6. The Cathedral’s limestone is coloured pink in places… After fire ravaged the Cathedral in the 1120s, the temperature reached over 300°c at which Lincolnshire Limestone turns pink. Masons investigating stonework in the aftermath scrawled an ‘X’ into the individual pink stones on the inside of the West Front. If the pink colour went too deep they were individually replaced, but if the colour was only to a superficial depth, the pink stones were retained. So, some of the internal stonework is bright pink!
7. Lincoln Cathedral is home to the world’s first ‘flat pack furniture…’ Bishop Alexander (1123-1248) modestly styled himself Alexander ‘The Magnificent,’ and upon his appointment, treated himself to a swish new font of Tournai marble. It arrived in ‘flat pack’ form, and was assembled on site. It’s the oldest piece of furniture in the Cathedral and came as a ‘buy one, get one free,’ with a free grave slab which the Victorians incorrectly attributed as the resting place of a previous bishop Remigius. There’s a fissure in the middle of the slab thought to have been caused by the earthquake of 1185.
8. There’s more than just one Lincoln Imp… There are in fact a number of imp grotesques around the Cathedral, not just the single one in the Angel Choir.
9. There are some rather cheeky carvings and murals… The choir screen which separates the nave from St Hugh’s Choir was carved in the 1330s and features roses and other carvings. However, there’s also a rather rude grotesque of a carver showing his bottom in a rude gesture. Meanwhile, the Russell Chantry features murals painted by Duncan Grant in 1953 and designed to reflect the county’s wool-trading heritage. Unveiled in 1953 they caused rather a shock and the Chantry was closed to the public until 1990. The reason? The artist – a member of the Bloomsbury Set – introduced a little too much of his personal life into the mural…The Chantry was finally reopened to the public in the more socially enlightened nineties. The choir screen was once highly colourful, with red, gold and blue highlights. In the Cromwellian era, such gaudiness was an anathema, so the whole screen was whitewashed. As they were considered idolatrous, the carved bishops were beheaded then replaced at a later date. The problem was the figures were not in fact all-male bishops, but saints of both genders. The heads were replaced randomly, hence the screen today features some bearded heads on female bodies.
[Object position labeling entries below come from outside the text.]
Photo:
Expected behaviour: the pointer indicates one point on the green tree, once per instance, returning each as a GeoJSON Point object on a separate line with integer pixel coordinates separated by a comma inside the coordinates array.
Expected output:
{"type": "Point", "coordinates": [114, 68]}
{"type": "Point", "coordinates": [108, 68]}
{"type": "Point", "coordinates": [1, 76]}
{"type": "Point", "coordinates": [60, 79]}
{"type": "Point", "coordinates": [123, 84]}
10. The Cathedral features a number of ‘selfies…’ In the same way that an artist signs a painting, masons have ‘signed’ the Cathedral’s stonework since medieval times. Likewise, on the choir screen there’s an early ‘selfie’ of a stonemason with a mallet and his leather cap on. Meanwhile, after restoration of the South West Pinnacle in 2012, one modern mason replaced like-for-like one ‘selfie’ grotesque with a modern equivalent – holding a mallet and a pint of ale!